Sunday, March 13, 2011

And the Great World Spins

The world stands in chaos today, from protestors across the Middle East, to renewed violence in Israel/Palestine (where a husband, wife and infant were stabbed to death in their beds) to rebels under attack by government forces in Yemen and Libya to continued protesters in Wisconsin and the devastating effects of the earthquake in Japan. Reading through the L.A. Times, it becomes clear that the battle between humans and nature is far from over and that people fighting for a better world will always confront strong challenges from entrenched power. Even in victory, Egypt and Tunisia stand in chaos, with increased crime, violence and unstable governments that are having trouble establishing order in the wake of revolution. Here in the U.S., floods in Ohio, protesters in Madison and battles across the country against a radical conservative agenda that seeks to undermine the power of the government and further solidify the corporate takeover of the state continue. One interesting article detailed the power of radio personalities Kobylt and Chiampou and blogger Jon Fleischman in working to enact their anti-tax agenda, even as the state stands on the brink of financial disaster.

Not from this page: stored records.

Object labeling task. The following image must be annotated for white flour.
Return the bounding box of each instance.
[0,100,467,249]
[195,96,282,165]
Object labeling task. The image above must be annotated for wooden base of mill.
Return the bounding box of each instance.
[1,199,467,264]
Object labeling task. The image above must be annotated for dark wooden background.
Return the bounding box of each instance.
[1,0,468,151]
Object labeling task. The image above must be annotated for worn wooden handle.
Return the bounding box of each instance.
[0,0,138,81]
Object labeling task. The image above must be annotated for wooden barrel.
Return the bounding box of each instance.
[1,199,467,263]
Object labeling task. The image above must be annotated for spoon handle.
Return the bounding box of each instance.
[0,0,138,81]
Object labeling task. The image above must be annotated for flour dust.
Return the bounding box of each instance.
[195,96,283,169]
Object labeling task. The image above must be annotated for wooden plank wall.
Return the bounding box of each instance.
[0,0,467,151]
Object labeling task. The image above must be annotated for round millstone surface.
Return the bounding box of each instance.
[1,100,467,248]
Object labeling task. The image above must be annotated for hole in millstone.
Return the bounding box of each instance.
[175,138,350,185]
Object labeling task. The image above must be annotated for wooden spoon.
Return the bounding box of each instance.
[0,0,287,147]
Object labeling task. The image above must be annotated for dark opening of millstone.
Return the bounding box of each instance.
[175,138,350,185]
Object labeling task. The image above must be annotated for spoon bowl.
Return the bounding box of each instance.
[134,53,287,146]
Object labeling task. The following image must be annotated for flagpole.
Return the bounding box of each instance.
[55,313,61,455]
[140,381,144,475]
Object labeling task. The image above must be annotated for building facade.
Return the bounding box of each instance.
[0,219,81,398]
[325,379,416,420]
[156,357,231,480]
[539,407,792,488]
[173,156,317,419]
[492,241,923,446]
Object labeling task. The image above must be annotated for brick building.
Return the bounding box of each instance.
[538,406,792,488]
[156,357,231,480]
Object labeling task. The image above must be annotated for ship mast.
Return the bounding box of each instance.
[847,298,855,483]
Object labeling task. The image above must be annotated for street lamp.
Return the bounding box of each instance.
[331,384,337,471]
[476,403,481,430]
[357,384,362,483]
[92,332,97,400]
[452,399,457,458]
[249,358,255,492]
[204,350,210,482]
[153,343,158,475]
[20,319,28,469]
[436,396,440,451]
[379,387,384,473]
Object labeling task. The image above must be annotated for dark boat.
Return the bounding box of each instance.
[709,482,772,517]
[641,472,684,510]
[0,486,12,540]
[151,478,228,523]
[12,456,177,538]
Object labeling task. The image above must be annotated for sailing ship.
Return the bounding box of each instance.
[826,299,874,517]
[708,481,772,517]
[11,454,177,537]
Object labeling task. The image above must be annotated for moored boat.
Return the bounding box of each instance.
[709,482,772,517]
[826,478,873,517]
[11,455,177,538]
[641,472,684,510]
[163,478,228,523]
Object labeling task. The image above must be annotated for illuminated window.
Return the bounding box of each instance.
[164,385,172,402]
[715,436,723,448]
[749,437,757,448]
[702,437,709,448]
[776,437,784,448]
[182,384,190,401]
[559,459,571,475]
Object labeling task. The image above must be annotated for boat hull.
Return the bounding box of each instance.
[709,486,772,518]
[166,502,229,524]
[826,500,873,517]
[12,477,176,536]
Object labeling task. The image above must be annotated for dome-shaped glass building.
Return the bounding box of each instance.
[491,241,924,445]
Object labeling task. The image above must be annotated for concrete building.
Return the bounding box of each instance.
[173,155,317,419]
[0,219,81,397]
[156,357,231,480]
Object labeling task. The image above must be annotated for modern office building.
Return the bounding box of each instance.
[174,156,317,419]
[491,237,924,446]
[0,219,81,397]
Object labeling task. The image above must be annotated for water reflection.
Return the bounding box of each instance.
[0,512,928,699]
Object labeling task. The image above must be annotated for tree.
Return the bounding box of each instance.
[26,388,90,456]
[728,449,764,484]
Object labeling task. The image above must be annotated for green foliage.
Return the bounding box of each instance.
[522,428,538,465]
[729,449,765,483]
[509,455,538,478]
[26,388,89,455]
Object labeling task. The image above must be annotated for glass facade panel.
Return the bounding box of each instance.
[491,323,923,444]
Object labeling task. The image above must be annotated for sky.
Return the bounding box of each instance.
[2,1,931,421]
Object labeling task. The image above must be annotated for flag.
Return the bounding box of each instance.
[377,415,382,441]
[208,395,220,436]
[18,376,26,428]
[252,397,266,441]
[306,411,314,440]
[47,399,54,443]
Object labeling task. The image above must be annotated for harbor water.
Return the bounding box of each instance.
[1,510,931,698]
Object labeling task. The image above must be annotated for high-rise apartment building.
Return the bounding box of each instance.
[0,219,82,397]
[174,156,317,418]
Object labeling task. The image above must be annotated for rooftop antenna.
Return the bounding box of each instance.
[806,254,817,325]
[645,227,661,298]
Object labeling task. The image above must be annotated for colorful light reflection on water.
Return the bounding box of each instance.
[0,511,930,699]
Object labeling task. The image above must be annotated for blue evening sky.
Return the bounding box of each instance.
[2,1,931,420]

What is at stake across the globe today? The future of democracy is clearly at the forefront as well as the future of humanity, as we continue to experience the effects of our mistreatment of the planet. And on the other side of confronting these issues stand fundamentalism and its inability or unwillingness to adopt to a changing world. While dictatorships in other parts of the world are certainly more forceful in their attempts to maintain and even expand their rule over the people, here it is ideological, anti-democratic reforms that stand at the forefront of the fight for our collective future. It is the fundamentalist belief of the increasingly powerful radical right wing that seem increasingly able to influence lawmakers and enact policies that stand in stark contradiction to addressing fundamental problems today. Even as unemployment remains far above recent levels, as poverty increases, as we continue to pollute the world and as money stands in as the greatest arbiter of decision-making at the local, state and national level, the call is simply to continue shrinking government and cutting taxes.

In California, the radical agenda seems ready to seriously undermine the education of children in our public schools, cut services that many need simply to survive, lower the status and quality of education in our world-class public university system and actually shrink the economy rather than admit that the quality of life of millions of people is more important than a deficit that largely resulted from their blockage of almost any attempt to raise taxes. Fundamentalism in all forms is dangerous, as it fails to react to a changing world. The Enlightenment attempted to confront and overcome this adherence to orthodoxy and mythology, by making science and reason the build blocks for a better world. As Adorno and Horkheimer argued in the 20th century, this faith in science and instrumental reason were themselves dialectic, failing to acknowledge the human element in decision-making and true democracy. This led to a profound critique of the new world order and its positivist predilections. Now we need to critique the most dangerous fundamentalism today. No, I'm not thinking of Islam. It is neoliberalism and its blind faith in the market and absolute skepticism toward the role of government in working to mitigate and solve social and economic problems. Rather than admitting that tax raises on the richest Americans could solve much of the budget mess we are currently suffering through, the only answer is cuts and those cuts must be in education, in undermining unions and in shrinking the size of government for the long run. And even though there is a strong case for green policies that could actually increase the revenue the federal or state governments receive (according to, among others, Nobel Prize winning economist Joseph Stiglitz), we continue to essentially sell the futures of our children and grandchildren down the river rather than make sacrifices for the common good. Unless we do, I believe the U.S. and globe stand in peril of destruction at the hands of those who cannot adopt to changing reality and instead rely on the unquestionable validity of received wisdom unsubstantiated by empirical reality, or even logical coherence.